India High Court Lifts Diesel Ban in Capital
Diesels Still Subject to 1 Percent Levy
Volkswagen may have brought the spotlight on diesel emissions starting last September, but regulators and environmental activists around the world have had their eye on diesels for far longer, especially in developing economies with less-stringent pollution regulations. Diesel vehicles were targeted in India’s capital of New Delhi, one of the most polluted cities on earth, for having an adverse effect on air quality. Sales of “large” diesels (2.0L and larger) were temporarily banned from sale and registration in the capital district in an effort to curb pollution. Automakers protested the ban, claiming it impacted sales of its new models. Diesels account for more than 40 percent of new vehicle sales in India.

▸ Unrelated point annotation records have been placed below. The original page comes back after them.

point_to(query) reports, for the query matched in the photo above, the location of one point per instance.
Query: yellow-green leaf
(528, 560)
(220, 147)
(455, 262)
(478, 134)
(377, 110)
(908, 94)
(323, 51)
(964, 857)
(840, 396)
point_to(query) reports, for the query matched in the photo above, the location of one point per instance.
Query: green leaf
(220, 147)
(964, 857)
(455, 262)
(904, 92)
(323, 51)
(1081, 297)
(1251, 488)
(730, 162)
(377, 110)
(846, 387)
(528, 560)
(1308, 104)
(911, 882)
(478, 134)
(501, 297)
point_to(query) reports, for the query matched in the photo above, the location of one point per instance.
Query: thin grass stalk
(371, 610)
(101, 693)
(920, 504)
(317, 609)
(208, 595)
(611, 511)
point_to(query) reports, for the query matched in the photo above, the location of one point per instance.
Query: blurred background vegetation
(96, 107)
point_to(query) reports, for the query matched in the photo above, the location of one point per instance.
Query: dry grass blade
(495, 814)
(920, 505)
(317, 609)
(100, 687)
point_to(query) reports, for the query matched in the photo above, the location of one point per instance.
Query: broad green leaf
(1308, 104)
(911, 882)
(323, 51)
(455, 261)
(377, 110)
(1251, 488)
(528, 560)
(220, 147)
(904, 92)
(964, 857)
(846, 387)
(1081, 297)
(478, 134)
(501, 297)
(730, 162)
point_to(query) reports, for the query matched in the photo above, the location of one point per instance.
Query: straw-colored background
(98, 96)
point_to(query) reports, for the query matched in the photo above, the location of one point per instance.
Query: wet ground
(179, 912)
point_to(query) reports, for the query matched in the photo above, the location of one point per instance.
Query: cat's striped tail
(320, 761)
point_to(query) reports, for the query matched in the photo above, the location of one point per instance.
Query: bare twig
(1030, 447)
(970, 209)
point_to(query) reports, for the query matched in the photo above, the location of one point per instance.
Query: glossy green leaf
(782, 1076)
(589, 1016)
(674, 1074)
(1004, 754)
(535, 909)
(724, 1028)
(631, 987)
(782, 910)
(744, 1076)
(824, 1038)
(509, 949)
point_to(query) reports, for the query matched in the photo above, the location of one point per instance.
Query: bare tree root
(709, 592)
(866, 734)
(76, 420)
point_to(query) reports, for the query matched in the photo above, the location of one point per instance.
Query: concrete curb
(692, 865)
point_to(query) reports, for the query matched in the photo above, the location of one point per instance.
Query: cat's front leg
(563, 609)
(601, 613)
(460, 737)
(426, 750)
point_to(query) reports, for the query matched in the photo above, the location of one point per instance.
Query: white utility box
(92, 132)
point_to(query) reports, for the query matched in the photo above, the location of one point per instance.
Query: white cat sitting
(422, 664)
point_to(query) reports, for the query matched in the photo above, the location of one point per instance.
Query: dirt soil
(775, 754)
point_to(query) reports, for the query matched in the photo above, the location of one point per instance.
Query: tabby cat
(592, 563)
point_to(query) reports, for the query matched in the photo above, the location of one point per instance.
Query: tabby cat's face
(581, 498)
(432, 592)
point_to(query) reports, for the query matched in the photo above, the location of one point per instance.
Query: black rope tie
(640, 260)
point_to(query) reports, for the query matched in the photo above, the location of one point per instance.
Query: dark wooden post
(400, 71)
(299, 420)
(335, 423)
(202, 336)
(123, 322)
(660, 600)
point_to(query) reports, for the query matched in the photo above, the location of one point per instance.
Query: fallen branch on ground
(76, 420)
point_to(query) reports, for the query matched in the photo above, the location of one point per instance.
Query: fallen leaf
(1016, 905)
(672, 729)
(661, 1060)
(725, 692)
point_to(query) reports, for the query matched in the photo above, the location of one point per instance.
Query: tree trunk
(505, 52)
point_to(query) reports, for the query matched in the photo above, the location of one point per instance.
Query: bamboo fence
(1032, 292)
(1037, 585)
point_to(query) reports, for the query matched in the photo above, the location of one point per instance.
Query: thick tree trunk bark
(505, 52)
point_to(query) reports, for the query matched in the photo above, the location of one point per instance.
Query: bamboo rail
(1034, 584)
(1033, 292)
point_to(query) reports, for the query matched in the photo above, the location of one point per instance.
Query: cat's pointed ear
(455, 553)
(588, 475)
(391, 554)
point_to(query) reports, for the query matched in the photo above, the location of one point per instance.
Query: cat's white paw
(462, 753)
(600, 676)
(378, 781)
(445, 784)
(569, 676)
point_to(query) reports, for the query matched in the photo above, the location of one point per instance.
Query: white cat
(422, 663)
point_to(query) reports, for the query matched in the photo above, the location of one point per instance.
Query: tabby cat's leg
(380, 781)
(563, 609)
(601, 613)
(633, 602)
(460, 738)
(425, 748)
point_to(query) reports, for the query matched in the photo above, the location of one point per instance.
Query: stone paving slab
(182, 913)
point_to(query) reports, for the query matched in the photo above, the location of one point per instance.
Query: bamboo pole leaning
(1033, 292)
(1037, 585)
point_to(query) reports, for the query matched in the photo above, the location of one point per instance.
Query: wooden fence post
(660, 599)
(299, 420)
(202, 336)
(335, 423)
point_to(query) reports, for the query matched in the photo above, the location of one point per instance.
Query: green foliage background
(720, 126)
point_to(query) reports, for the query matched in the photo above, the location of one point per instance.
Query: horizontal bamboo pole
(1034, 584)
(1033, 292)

As a compromise, large diesels registered in New Delhi will be subject to a 1 percent levy. Indian automaker Mahindra expressed relief at the compromise, while Mercedes-Benz protested and rejected the premise that its diesel vehicles were contributing to the capital’s pollution problem. India has adopted the equivalent of Euro 6 emissions standards for diesels for 2020 models, skipping over a proposed interim standard that would have matched Euro 5 standards.

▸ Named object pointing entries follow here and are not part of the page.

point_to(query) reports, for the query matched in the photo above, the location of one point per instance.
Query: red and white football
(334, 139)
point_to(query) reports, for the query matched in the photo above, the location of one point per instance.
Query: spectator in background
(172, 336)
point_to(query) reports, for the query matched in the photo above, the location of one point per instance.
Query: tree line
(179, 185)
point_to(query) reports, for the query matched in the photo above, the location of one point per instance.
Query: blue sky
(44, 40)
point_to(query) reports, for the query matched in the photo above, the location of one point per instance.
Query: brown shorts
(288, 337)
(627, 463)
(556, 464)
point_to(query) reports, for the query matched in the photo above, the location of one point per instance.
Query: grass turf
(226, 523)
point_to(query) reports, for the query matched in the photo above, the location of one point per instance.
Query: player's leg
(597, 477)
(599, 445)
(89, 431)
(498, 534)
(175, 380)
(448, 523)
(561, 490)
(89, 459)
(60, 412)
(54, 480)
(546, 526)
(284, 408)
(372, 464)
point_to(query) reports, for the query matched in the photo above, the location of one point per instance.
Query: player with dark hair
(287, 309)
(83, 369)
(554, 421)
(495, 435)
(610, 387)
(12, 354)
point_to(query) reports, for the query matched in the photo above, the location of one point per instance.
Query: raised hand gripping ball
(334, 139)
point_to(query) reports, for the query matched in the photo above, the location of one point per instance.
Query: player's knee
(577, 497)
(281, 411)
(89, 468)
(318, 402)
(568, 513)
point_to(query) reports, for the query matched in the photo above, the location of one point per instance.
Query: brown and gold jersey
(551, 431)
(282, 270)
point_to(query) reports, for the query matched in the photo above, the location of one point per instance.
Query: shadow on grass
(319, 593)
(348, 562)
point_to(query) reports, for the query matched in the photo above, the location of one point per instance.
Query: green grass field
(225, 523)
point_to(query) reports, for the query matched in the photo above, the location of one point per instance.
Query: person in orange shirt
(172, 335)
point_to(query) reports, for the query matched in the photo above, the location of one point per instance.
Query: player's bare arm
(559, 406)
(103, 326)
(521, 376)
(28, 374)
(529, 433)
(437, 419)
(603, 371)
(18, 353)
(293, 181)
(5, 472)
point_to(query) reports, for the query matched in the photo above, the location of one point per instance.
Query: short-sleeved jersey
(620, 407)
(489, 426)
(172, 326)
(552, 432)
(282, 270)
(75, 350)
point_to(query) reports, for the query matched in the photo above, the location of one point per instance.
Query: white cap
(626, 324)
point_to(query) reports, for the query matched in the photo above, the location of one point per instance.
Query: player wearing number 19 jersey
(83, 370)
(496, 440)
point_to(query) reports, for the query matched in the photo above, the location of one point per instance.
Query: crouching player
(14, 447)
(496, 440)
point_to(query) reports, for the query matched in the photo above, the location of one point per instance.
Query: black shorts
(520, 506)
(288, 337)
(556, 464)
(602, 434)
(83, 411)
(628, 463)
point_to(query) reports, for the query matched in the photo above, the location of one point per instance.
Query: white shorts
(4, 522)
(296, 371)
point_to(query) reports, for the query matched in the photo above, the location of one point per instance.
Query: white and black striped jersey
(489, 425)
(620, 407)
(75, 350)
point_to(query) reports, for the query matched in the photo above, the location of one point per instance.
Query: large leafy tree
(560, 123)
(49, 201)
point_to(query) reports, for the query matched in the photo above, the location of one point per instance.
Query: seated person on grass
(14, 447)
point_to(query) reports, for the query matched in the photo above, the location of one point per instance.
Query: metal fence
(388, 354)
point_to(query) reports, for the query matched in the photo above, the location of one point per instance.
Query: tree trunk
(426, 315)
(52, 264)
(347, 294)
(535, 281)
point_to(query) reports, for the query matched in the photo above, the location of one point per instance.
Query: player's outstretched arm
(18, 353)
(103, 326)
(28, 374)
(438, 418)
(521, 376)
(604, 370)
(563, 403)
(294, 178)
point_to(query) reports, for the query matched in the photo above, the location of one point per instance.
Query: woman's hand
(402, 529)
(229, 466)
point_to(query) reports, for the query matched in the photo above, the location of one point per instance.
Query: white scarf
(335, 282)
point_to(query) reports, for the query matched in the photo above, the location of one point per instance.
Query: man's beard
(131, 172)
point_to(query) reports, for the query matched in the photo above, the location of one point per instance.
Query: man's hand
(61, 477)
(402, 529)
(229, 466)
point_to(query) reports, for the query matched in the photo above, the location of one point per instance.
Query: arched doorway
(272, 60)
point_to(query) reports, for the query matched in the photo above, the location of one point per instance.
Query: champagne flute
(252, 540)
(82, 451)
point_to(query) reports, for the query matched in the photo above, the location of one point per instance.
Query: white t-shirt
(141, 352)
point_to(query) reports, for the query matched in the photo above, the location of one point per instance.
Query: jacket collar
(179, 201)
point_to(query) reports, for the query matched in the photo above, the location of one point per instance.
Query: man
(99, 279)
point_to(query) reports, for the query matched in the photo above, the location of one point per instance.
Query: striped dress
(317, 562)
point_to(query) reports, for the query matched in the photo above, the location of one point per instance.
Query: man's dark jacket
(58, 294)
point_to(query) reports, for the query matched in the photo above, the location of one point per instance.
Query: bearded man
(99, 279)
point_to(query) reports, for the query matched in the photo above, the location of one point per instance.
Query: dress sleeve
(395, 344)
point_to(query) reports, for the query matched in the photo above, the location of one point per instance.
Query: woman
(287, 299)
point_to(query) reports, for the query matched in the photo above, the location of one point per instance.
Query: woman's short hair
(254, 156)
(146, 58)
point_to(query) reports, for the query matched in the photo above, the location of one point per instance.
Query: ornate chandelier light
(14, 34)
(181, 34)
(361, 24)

Mercedes-Benz says the biggest enabler of improved diesel emissions would be a cleaner diesel fuel standard. New Delhi and 12 other cities in India currently sell 50 parts per million (ppm) low-sulfur diesel fuel. Other areas of the country sell 350 ppm diesel. The current standard in the U.S. for ultra-low sulfur diesel (ULSD) is 15 ppm. The current EU standard is 10 ppm. Analysts said the diesel ban and levy are largely symbolic, as the main culprits in the city’s air pollution are not newer vehicles but older vehicles and an inadequate public transportation system.